Todo cristiano es un llamado -según su estado de vida- a seguir a Cristo, a la santidad, al apostolado. Y debe estar siempre pronto a responder a la misión que Dios le encomiende.
El Evangelio nos presenta la vocación de los primeros discípulos del Señor. Nótese que no son llamados directamente por Dios, sino a través de un intermediario, el Bautista, su maestro. Un día le oyen decir refiriéndose a Jesús: «Este es el Cordero de Dios» (Jn 1, 36). En estas palabras reconocen el anuncio del Mesías tan esperado, y le siguen inmediatamente. Quieren conocerlo, saber dónde mora y se van con Él.
Fidelidad a la misión
Impresiona la rectitud y el desinterés del Bautista -coronados por su profunda humildad- que no se cuida de hacer prosélitos, sino de anunciarles el Mesías y encaminarlos a Él, totalmente fiel a su misión de «voz que prepara los caminos del Señor» y luego desaparece en el silencio. Pero impresiona también la presteza con que Juan y Andrés dejan al antiguo maestro y siguen a Jesús. Les ha bastado saber que es el Mesías para seguirlo y procurar atraer a otros, como hace Andrés con su hermano Simón.
Venis y lo veréis
«¿Qué buscáis?», pregunta Jesús, sin forzar. Y aquellos jóvenes, ya cautivados por la presencia del Señor, responden: «Maestro ¿dónde moras?». «Venid y lo veréis.» Es la manera de respondernos Jesús: Yo estoy abierto, Yo os acojo con benevolencia, sólo depende de vosotros el querer venir a Mí.
Se fueron con Él y se grabó tanto esto en San Juan, que se acordaba -siendo ya anciano en el momento en que escribía este recuerdo evangélico- de la hora de aquel encuentro que marcó y trocó su vida para siempre: “Eran las cuatro de la tarde y permanecieron con Él toda aquella tarde.”
¿Qué les diría el Maestro? ¿Cómo habrán resonado Sus palabras en aquellos corazones hambrientos de verdad y de amor? También nuestro corazón conoce de esta hambre. Hambre que lamentablemente tratamos de saciar con cosas materiales, afectos, pasiones que no alimentan sino que estragan el paladar del alma, cuando no la envenenan o matan. Pero el Señor está siempre ahí, a la puerta, llamando, esperando… ¡Oh Maestro de calidad, sacia las ansias de nuestro pobre corazón!
Tú te llamarás Cefas
Otro detalle de este encuentro memorable de Jesús con sus primeros apóstoles es el cambio de nombre de Simón por Cefas, que significa Pedro. Este cambio de nombre, que sigue a la llamada, señala la profunda transformación interior que debe acompañar a la respuesta.

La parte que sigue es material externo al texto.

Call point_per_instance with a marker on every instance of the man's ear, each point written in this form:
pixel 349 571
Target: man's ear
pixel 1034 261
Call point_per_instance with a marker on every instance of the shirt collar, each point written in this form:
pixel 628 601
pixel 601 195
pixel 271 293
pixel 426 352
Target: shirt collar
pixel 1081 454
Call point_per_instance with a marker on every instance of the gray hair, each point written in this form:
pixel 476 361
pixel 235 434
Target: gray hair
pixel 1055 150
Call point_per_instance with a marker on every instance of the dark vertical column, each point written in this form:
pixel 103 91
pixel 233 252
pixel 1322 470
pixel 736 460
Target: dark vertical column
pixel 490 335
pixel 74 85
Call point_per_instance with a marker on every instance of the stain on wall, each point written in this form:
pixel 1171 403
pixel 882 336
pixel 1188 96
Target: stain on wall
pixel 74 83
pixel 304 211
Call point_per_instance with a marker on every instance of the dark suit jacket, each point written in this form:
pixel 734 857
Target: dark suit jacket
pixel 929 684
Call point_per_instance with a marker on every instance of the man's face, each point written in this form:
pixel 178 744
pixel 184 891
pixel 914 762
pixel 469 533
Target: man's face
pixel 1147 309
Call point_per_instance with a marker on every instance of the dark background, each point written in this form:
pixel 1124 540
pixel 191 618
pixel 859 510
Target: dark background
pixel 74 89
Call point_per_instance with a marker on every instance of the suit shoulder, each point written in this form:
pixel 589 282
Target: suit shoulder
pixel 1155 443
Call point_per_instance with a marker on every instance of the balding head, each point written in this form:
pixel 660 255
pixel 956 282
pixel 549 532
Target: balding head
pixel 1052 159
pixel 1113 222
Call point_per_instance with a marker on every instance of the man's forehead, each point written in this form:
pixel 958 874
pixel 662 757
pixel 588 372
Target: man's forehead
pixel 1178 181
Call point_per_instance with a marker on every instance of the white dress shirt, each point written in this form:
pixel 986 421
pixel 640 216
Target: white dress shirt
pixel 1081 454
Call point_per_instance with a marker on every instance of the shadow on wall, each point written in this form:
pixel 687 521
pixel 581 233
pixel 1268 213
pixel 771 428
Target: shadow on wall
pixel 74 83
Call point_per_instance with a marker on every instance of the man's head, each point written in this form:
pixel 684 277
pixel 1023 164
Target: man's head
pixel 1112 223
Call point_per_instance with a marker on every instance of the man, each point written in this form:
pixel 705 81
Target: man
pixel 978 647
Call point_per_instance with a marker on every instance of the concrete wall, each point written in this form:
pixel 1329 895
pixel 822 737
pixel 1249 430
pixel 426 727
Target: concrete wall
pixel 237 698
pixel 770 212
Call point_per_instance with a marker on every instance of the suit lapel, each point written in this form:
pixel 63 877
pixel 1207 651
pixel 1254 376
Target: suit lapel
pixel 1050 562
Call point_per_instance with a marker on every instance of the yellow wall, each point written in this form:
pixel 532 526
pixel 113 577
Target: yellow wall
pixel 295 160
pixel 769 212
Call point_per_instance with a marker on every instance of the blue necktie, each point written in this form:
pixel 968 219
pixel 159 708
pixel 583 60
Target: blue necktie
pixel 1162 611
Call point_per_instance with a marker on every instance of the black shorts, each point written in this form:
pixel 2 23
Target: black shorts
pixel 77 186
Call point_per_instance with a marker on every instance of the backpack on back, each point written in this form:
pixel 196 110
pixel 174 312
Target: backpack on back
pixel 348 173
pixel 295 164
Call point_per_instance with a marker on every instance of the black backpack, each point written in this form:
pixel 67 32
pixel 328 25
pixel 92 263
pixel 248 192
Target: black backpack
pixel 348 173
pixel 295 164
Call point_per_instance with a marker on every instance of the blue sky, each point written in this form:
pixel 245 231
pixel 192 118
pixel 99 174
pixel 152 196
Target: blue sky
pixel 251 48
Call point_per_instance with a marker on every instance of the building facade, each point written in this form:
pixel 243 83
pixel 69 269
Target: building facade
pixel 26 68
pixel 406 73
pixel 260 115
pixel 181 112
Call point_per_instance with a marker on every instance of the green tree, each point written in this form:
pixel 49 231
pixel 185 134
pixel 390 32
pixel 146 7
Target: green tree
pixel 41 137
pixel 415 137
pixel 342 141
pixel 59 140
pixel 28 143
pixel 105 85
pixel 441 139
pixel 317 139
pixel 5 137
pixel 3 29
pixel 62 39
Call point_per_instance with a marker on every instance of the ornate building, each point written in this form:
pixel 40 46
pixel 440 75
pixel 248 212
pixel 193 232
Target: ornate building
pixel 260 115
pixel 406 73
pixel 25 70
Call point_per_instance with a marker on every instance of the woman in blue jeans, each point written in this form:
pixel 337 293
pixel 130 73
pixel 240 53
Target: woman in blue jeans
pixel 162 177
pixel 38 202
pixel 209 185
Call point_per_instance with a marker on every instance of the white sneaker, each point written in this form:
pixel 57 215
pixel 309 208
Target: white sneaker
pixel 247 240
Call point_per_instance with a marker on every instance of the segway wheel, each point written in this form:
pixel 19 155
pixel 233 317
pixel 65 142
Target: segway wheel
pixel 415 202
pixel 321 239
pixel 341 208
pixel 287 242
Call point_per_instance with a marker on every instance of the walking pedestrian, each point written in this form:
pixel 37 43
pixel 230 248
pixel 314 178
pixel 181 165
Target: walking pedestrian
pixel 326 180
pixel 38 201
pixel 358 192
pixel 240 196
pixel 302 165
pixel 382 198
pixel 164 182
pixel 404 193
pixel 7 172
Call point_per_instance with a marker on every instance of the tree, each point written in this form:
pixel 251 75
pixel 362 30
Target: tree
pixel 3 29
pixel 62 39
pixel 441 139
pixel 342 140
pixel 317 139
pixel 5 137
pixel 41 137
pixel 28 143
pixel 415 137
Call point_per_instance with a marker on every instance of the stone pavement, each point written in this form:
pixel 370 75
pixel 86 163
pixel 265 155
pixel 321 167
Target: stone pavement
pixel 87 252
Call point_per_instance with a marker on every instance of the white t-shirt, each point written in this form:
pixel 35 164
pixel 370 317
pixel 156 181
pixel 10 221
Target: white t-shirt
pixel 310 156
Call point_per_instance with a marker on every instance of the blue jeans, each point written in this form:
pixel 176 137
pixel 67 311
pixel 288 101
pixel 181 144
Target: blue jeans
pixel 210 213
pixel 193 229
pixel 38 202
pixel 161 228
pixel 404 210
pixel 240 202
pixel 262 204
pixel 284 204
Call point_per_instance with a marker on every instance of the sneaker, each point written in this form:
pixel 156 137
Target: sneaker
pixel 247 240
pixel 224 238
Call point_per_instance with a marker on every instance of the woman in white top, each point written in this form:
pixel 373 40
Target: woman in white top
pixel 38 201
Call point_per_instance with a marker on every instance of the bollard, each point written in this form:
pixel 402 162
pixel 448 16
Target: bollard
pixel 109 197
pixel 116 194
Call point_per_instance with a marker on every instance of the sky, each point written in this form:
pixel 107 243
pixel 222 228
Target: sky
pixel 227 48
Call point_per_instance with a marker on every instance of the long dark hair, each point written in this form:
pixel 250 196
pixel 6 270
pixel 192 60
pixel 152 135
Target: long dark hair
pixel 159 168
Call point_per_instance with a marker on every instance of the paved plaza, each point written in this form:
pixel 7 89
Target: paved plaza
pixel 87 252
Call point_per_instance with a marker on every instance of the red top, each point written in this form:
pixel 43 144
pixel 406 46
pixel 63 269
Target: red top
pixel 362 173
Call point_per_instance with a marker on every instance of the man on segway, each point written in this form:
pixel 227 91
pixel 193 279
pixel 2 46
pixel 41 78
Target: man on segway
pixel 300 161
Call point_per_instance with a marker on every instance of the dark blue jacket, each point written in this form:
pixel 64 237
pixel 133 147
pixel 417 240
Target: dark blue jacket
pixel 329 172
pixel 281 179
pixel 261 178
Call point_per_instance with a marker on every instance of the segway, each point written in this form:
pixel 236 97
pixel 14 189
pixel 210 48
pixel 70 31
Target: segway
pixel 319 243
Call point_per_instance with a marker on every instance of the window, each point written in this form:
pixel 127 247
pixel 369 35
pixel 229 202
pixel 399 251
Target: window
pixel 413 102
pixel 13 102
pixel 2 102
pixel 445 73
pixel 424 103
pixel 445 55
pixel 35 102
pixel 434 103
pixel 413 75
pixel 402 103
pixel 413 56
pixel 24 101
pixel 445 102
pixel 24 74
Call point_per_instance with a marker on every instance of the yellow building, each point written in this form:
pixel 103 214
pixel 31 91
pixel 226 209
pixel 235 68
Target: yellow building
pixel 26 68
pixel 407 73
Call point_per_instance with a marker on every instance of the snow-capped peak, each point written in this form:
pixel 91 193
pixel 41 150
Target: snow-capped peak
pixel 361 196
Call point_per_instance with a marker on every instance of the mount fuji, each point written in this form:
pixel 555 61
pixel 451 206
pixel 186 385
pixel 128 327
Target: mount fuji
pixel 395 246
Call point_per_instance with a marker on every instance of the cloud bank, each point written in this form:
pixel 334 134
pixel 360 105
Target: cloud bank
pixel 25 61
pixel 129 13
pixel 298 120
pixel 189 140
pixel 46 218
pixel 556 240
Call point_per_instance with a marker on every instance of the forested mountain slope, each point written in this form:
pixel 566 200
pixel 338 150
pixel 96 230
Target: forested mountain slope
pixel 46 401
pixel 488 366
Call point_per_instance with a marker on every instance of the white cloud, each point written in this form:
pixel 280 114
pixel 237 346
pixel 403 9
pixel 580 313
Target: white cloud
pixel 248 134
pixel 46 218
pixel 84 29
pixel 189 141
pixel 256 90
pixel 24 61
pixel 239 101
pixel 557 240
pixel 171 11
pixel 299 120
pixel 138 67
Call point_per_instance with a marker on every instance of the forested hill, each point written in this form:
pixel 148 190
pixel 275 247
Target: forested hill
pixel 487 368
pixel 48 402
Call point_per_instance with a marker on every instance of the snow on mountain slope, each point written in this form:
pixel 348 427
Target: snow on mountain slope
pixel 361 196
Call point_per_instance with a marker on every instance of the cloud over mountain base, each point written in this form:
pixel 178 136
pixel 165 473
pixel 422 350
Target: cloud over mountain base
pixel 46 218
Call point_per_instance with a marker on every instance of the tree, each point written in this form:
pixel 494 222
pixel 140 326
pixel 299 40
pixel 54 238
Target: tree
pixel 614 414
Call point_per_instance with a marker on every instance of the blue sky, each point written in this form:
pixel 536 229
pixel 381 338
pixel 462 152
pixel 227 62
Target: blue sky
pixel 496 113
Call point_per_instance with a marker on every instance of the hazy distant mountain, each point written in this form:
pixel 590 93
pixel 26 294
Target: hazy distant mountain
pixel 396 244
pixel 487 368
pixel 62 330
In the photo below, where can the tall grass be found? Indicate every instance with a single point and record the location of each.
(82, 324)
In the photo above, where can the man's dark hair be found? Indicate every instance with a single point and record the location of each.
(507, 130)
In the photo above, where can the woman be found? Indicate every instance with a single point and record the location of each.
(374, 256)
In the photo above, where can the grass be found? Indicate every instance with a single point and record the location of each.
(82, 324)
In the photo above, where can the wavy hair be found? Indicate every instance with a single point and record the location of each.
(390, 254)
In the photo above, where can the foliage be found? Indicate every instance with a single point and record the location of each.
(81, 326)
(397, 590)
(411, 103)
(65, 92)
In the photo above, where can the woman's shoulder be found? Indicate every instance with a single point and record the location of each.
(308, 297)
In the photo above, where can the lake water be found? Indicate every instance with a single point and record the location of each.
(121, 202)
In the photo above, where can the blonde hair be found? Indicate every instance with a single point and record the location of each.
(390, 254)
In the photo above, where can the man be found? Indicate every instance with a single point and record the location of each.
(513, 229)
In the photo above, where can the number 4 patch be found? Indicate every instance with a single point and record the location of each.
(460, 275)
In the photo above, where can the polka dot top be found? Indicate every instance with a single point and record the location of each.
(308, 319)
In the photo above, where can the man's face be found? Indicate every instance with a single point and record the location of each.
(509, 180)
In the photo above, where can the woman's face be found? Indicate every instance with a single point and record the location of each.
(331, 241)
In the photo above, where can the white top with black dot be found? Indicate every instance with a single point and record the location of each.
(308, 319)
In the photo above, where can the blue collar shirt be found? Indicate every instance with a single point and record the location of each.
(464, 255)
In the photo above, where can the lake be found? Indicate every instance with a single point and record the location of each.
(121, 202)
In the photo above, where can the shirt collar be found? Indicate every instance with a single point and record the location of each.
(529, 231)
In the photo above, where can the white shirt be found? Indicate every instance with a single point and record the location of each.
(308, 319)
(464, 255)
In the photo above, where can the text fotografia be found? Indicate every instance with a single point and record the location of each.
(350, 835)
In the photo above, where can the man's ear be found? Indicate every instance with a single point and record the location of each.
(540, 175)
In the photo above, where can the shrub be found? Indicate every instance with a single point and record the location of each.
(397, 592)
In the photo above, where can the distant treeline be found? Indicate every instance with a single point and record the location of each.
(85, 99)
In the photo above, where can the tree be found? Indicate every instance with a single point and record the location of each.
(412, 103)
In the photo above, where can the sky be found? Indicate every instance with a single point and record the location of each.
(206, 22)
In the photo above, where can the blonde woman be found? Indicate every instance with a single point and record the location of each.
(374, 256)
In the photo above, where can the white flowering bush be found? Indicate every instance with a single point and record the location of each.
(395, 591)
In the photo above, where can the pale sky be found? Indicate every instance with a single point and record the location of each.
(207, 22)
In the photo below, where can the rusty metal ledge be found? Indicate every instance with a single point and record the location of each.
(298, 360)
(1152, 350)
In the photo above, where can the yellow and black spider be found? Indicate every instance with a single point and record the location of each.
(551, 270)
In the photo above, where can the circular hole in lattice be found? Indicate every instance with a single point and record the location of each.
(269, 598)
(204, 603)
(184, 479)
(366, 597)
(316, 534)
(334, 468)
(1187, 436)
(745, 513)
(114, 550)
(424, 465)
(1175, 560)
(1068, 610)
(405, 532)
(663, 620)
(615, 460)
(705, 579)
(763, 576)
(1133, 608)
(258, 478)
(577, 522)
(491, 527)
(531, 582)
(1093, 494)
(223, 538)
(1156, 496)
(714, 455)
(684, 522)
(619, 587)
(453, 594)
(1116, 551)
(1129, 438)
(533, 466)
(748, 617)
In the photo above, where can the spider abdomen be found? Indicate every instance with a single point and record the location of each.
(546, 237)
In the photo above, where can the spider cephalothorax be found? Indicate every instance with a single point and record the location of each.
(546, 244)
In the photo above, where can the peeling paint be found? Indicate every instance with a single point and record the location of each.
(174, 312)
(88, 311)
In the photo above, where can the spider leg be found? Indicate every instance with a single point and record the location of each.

Seguir a Cristo significa, hoy como ayer, entregar el corazón, lo más íntimo y profundo de nuestro ser, y nuestra misma vida. Seguir a Cristo es escuchar su Palabra. Seguir a Cristo es imitarlo. Seguir a Cristo es escoger el camino de la santificación.
Lo que vieron los primeros seguidores de Jesús debió ser algo tan impresionante que lo dejaron todo y se quedaron con Él. Si nosotros seguimos esa voz del Maestro y nos decidimos, sin miedo, a ver dónde mora quedaremos también fascinados y nuestra vida dará un giro de 180 grados. El encuentro con Cristo transforma al hombre. Le hace consciente de que en su vida comienza una nueva etapa. Le hace consciente de su propia misión en la realización del plan de Dios sobre él.
Pidamos a la Virgen que nos enseñe el camino para ir a Cristo. Como hizo San Juan Bautista, también María nos indica siempre el camino para ir a Cristo. Que Ella nos lleve al encuentro con su Hijo y nos conceda la gracia de responder con generosidad al plan que Dios tiene sobre cada uno de nosotros.